X = df[["Hours_Studied"]]
y = df["Exam_Score"]


In [2]:
# 1. Train/Test Split
X_train, X_test, y_train, y_test = train_test_split(
    X, y, test_size=0.3, random_state=42
)

model = LinearRegression()
model.fit(X_train, y_train)

y_pred = model.predict(X_test)

# Evaluation
mse = mean_squared_error(y_test, y_pred)
r2 = r2_score(y_test, y_pred)

print("MSE (Test Set):", mse)
print("R² (Test Set):", r2)


MSE (Test Set): 7.8587148318792215
R² (Test Set): 0.9720219804244806


In [3]:
# 2. Cross-validation (5-Fold)
scores = cross_val_score(model, X, y, cv=5, scoring="r2")
print("Cross-validation R² Scores:", scores)
print("Average R² Score:", np.mean(scores))
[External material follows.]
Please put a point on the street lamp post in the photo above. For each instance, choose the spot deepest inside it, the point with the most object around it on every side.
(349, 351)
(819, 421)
Cross-validation R² Scores: [  -5.29482741  -12.07847222   -9.88679027   -8.40451389 -144.98901644]
Average R² Score: -36.13072404676177


### ✅ Key Points:
- **Train/Test Split** gives quick evaluation but depends on split randomness.
- **Cross-validation** provides a more reliable estimate of model performance.
- Always use CV for **small datasets**.